Ashton laughs and takes another hit before setting the pipe down.

"Oh, right. I forgot. She doesn't sit around. You kiss ass and make more money with her on your arm."

"It's not like that." I toy with the lighter. "You know what, fuck it, hand me the pipe."

Ashton slowly slides it towards me and I pull it up my lips, bringing the lighter to the top momentarily before breathing in and breathing out.

"30 minutes, then it's over. It's just a benefit so it's not like there will be paparazzi there. Everyone wins. Mia stays my little secret, for the most part. No one gets hurt. Everyone, including my parents, is happy."

"Bullshit." Ashton fiddles with his watch, the same one that both Calum and I have. "Mia's never going to be your little secret. This thing, not just tonight, I mean in general...you keep it going - you two will be the ones hurt the most."


MIA

I sit at the edge of my bed, looking at the clock on my phone and feeling guilty for feeling more excited than I should. I can feel apprehension at the pit of my stomach but also a kind of giddy excitement.

I'm nervous about tonight but I don't care.

I borrow a little bit of Emily's lip gloss, hoping she won't mind and look at myself in the mirror. I look good and I feel good and I haven't felt like this in so long.
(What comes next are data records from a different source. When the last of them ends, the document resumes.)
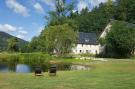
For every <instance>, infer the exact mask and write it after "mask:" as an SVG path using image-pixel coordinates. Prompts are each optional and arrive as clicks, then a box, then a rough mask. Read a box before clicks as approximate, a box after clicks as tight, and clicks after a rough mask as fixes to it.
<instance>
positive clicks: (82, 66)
mask: <svg viewBox="0 0 135 89" xmlns="http://www.w3.org/2000/svg"><path fill="white" fill-rule="evenodd" d="M40 66H41V68H42V70H43V71H44V72H47V71H48V69H49V68H50V66H51V65H48V64H46V65H45V64H44V65H40ZM35 67H36V66H34V65H33V66H29V65H27V64H14V65H6V64H0V72H10V71H13V72H16V73H30V72H32V71H34V70H35ZM90 69H91V67H89V66H83V65H72V64H66V63H61V64H57V70H62V71H63V70H64V71H65V70H67V71H68V70H90Z"/></svg>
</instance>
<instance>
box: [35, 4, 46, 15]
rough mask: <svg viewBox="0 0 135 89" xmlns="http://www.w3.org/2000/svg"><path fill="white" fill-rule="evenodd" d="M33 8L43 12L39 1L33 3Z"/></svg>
mask: <svg viewBox="0 0 135 89" xmlns="http://www.w3.org/2000/svg"><path fill="white" fill-rule="evenodd" d="M34 8H35V9H36V10H37V12H39V13H44V9H43V7H42V6H41V4H40V3H36V4H34Z"/></svg>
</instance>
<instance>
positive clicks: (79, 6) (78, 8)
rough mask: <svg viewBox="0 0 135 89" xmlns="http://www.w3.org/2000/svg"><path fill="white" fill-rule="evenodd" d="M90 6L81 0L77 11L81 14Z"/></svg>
mask: <svg viewBox="0 0 135 89" xmlns="http://www.w3.org/2000/svg"><path fill="white" fill-rule="evenodd" d="M87 6H88V4H87V2H85V1H83V0H80V1H79V2H78V4H77V9H78V11H79V12H80V11H81V10H82V9H84V8H86V7H87Z"/></svg>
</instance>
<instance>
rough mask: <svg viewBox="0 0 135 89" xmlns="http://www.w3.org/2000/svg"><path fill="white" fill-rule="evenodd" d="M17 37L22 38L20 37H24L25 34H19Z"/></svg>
mask: <svg viewBox="0 0 135 89" xmlns="http://www.w3.org/2000/svg"><path fill="white" fill-rule="evenodd" d="M16 37H18V38H20V39H24V35H20V34H19V35H17V36H16Z"/></svg>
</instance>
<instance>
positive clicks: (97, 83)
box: [0, 60, 135, 89]
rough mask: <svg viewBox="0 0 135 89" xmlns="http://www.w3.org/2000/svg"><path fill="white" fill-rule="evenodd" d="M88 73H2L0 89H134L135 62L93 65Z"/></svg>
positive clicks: (134, 84) (1, 75) (118, 60)
mask: <svg viewBox="0 0 135 89" xmlns="http://www.w3.org/2000/svg"><path fill="white" fill-rule="evenodd" d="M90 65H91V66H93V67H94V69H93V70H89V71H58V73H57V76H56V77H50V76H48V73H44V76H41V77H35V76H34V74H33V73H28V74H17V73H0V89H134V88H135V76H134V75H135V60H109V61H106V62H98V63H91V64H90Z"/></svg>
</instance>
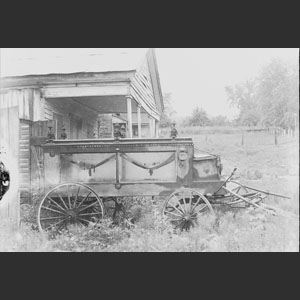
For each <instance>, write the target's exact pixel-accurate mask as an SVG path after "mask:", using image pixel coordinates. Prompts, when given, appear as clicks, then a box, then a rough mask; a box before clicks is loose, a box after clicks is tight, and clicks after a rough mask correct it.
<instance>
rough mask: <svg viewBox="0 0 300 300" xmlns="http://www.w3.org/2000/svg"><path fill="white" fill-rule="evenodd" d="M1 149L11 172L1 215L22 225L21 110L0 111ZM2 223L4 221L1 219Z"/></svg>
mask: <svg viewBox="0 0 300 300" xmlns="http://www.w3.org/2000/svg"><path fill="white" fill-rule="evenodd" d="M0 128H1V130H0V149H1V152H3V153H1V161H3V163H4V164H5V166H6V168H7V169H8V171H9V172H10V180H11V181H10V188H9V190H8V191H7V193H6V194H5V196H4V197H3V199H2V200H1V202H0V211H2V212H1V213H0V214H1V215H3V211H5V213H4V214H5V216H6V218H7V219H8V220H9V221H10V223H11V224H12V225H13V226H16V227H17V226H19V223H20V207H19V205H20V194H19V166H18V159H19V151H18V150H19V147H18V145H19V108H18V107H11V108H6V109H0ZM1 221H2V219H1Z"/></svg>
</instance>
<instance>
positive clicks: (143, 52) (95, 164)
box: [0, 48, 299, 253]
mask: <svg viewBox="0 0 300 300" xmlns="http://www.w3.org/2000/svg"><path fill="white" fill-rule="evenodd" d="M0 252H110V253H111V252H197V253H198V252H299V49H298V48H0Z"/></svg>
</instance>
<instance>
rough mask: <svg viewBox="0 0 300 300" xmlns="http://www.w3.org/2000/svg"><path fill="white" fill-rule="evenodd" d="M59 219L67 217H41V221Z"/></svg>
mask: <svg viewBox="0 0 300 300" xmlns="http://www.w3.org/2000/svg"><path fill="white" fill-rule="evenodd" d="M57 219H66V218H65V217H50V218H41V219H40V220H41V221H47V220H57Z"/></svg>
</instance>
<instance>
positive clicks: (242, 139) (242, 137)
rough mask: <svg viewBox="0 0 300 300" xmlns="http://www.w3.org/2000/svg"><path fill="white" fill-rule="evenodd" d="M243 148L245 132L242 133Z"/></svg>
mask: <svg viewBox="0 0 300 300" xmlns="http://www.w3.org/2000/svg"><path fill="white" fill-rule="evenodd" d="M242 146H244V131H242Z"/></svg>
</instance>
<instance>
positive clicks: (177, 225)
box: [175, 220, 185, 230]
mask: <svg viewBox="0 0 300 300" xmlns="http://www.w3.org/2000/svg"><path fill="white" fill-rule="evenodd" d="M184 223H185V221H184V220H183V221H182V222H180V223H179V224H178V225H176V226H175V229H177V228H178V227H179V226H181V224H183V226H184ZM182 230H183V229H182Z"/></svg>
Finally a party that won't be like the rest. I know it's not good to idealize, but something about the butterflies in my stomach feel like this night with Luke will be a good one.

Maybe a night where I can talk with Luke and with people like me who like me, not like Luke's friends or my old ones. A party that's maybe...calm and not too loud and with good music. A party that doesn't make me feel like a stranger who took the wrong exit off the highway and ended up at the doorstep.

I'm in a $6 dress from Goodwill but I feel like a million bucks. Even my fingertips feel like electricity.

I look at the clock. 7:56 PM. And I've never felt more excited for 8.

***

"Mommy! Look what I did!"

I show her the the little white flower I drew with icing on the countertop and her eyes are tired but her smile beams anyway right before she kisses the top of my head.

"That looks very pretty. We have to clean up the table though, more people are coming soon."

I'm 5 and barely know what the party is for. But before I know it, my mom's friends, the only other Mexican people she knows here, are pouring through the door, a wave of lipsticked smiles and comforting hugs that smell like pan and dollar store perfume.

Our house is barely a house, but it's something. Mommy says we'll move into a better house when Daddy sells his first book. Or when we win the lottery.

But for now, she pulls out a little card table and sets it outside on the tiny patch of grass behind the back porch.

Mommy turns off the little TV in the kitchen and the English words I hear all the time turn to softer, Spanish ones.

It's dark and close to my bedtime but when my tías come over, I'm allowed to sit on my mother's lap and listen to them talk until I fall asleep. All my tías sit around the card table, chattering and basking in the October moonlight, tossing back their hair and laughing.

"Hey, Angela, where's David?"

My mother pushes a strand of hair behind her ear, the way I always have and I always do. She looks at me for a second."He...has work tonight."